Research carried out by Stanford University survey showed
tested 200 students 70 percent of whom had owned their iPhones for less than a
year. Nearly 85 per cent of the iPhone owners used the phone as
their watch, and 89 percent used it as their alarm clock. More than 10 percent of the students acknowledged full
addiction to the device, 34 percent ranked themselves as a four on the scale,
and only six percent said they weren't addicted at all.

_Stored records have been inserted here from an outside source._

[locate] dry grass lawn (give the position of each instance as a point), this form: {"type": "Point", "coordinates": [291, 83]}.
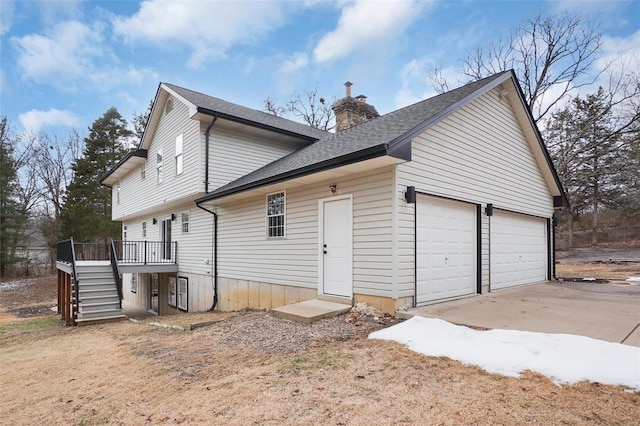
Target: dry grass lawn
{"type": "Point", "coordinates": [134, 373]}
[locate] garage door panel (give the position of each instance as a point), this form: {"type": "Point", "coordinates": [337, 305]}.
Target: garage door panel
{"type": "Point", "coordinates": [445, 249]}
{"type": "Point", "coordinates": [518, 250]}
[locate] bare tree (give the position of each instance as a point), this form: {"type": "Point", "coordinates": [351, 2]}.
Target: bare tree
{"type": "Point", "coordinates": [551, 56]}
{"type": "Point", "coordinates": [311, 109]}
{"type": "Point", "coordinates": [55, 158]}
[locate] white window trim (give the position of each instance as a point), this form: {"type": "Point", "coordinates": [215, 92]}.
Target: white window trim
{"type": "Point", "coordinates": [179, 157]}
{"type": "Point", "coordinates": [159, 166]}
{"type": "Point", "coordinates": [284, 216]}
{"type": "Point", "coordinates": [183, 306]}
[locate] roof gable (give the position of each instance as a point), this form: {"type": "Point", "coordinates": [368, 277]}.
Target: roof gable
{"type": "Point", "coordinates": [390, 134]}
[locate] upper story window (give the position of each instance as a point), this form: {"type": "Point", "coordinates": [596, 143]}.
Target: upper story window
{"type": "Point", "coordinates": [185, 222]}
{"type": "Point", "coordinates": [276, 215]}
{"type": "Point", "coordinates": [179, 155]}
{"type": "Point", "coordinates": [159, 165]}
{"type": "Point", "coordinates": [168, 107]}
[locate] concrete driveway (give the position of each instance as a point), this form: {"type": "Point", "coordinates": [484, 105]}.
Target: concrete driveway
{"type": "Point", "coordinates": [608, 312]}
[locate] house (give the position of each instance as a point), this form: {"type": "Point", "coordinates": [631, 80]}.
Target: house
{"type": "Point", "coordinates": [445, 198]}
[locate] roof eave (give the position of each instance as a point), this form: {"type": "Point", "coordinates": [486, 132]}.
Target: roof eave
{"type": "Point", "coordinates": [354, 157]}
{"type": "Point", "coordinates": [141, 153]}
{"type": "Point", "coordinates": [252, 123]}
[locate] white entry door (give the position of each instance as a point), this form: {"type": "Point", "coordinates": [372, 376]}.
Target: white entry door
{"type": "Point", "coordinates": [518, 249]}
{"type": "Point", "coordinates": [336, 247]}
{"type": "Point", "coordinates": [446, 239]}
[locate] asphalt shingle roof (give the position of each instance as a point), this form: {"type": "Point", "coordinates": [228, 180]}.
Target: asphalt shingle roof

Professor Tanya Luhrmann, the Stanford anthropology
professor who oversaw the survey, told the San Jose Mercury News, "One of
the most striking things we saw in the interviews was just how identified
people were with their iPhone. It was not so much with the object itself, but
it had so much personal information that it became a kind of extension of the
mind and a means to have a social life. It just kind of captured part of their
identity."
Apple's wonder phone may even be a confidence booster: 74
percent said the iPhone also made them feel cool. The fact that the survey and its results could have been
written by the Apple Marketing department, the poll does raise some alarming
questions about the standards of science. For a start Luhrmann and her team only interviewed the
users of one brand of phone. The addictive quality she notes in her study were
first noted by Blackberry users, which gave it the nickname “crackberry”. The
“addiction” she mentions could apply to any brand of phone and not just the
iPhone.
Luhrmann only interviewed some of the most deluded
customers in the world who tend to regard their purchase as a religion. Thus it
is like asking a born-again Christian if they are addicted to Christ and
ignoring the fact that other religions might have committed followers. Not surprisingly this so called study has been seized on
by the tame Apple press as a reason why you should buy an iPhone.